Blue eyed people are the worst.


----------



## bbair (Nov 18, 2012)

high fibre said:


> I just don't need the problems that go along with that type of employee.


Ok, dude... I hope you're not a sports fan, cause tons of those guys have tattoos all over. Get with the frickin program. It's 2014. Why don't you just judge people by the content of their character!? Thanks for starting a stupid thread, btw.

Sent from my iPhone using PaintTalk


----------



## slinger58 (Feb 11, 2013)

bbair said:


> Ok, dude... I hope you're not a sports fan, cause tons of those guys have tattoos all over. Get with the frickin program. It's 2014. Why don't you just judge people by the content of their character!? Thanks for starting a stupid thread, btw.
> 
> Sent from my iPhone using PaintTalk


More than a few have a criminal record to go with those tats.:yes:


----------



## Epoxy Pro (Oct 7, 2012)

Long haired tattoo people seem to work a hell of a lot harder than most young kids today.


----------



## ExcelPaintingCo (Apr 16, 2011)

My longest term employee of over 12 years has tattoos on his arms, and those big hoop, tribal ear ring things. He's a 6'3", bad ass looking ginger, but once you get to know him, you realize he is a man of true character, with a heart of gold. I'm very happy I didn't per judge him on his appearance, as he is a top earner. 

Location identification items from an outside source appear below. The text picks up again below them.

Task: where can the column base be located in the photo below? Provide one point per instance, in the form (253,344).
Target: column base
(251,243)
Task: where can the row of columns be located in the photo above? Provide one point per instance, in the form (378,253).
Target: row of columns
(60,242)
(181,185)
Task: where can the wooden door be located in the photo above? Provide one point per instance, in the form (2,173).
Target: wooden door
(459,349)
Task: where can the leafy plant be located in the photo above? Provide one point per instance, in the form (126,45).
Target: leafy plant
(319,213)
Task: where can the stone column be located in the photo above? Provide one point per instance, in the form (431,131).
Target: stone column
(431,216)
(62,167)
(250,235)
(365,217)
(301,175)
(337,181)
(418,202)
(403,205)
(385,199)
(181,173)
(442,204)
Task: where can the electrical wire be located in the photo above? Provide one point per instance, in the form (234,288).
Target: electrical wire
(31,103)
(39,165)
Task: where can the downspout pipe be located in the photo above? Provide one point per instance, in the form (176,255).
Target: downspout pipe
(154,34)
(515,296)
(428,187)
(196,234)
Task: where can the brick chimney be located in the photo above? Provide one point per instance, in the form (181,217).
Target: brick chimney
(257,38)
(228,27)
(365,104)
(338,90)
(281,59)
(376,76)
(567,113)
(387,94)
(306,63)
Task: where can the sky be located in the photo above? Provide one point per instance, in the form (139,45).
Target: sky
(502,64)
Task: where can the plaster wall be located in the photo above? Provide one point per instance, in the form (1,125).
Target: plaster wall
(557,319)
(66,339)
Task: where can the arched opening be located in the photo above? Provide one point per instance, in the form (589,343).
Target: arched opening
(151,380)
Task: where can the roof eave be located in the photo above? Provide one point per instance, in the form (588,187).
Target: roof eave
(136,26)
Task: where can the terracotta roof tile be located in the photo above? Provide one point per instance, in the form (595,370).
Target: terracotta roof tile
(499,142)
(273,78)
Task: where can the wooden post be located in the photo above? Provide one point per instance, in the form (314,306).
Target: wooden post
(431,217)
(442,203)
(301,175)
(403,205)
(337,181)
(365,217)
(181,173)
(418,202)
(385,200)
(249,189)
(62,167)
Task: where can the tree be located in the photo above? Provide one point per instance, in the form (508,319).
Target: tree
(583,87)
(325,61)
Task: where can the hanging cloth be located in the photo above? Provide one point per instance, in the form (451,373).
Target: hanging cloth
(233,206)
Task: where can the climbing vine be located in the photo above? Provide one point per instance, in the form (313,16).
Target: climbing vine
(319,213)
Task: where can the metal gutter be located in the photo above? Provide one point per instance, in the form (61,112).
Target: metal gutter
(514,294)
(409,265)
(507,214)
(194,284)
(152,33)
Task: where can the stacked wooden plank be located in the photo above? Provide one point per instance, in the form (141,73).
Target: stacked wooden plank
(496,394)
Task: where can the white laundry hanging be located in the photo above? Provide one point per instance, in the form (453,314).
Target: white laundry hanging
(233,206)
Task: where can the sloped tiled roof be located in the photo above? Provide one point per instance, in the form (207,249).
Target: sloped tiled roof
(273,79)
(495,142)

In addition, here in Seattle a lot of my "high end" customers have tattoos and long hair, so I don't think it's an issue.


----------



## slinger58 (Feb 11, 2013)

cdpainting said:


> Long haired tattoo people seem to work a hell of a lot harder than most young kids today.


Young is a relative term, Dave.:whistling2:


----------



## oldpaintdoc (Apr 11, 2010)

ExcelPaintingCo said:


> In addition, here in Seattle a lot of my "high end" customers have tattoos and long hair, so I don't think it's an issue.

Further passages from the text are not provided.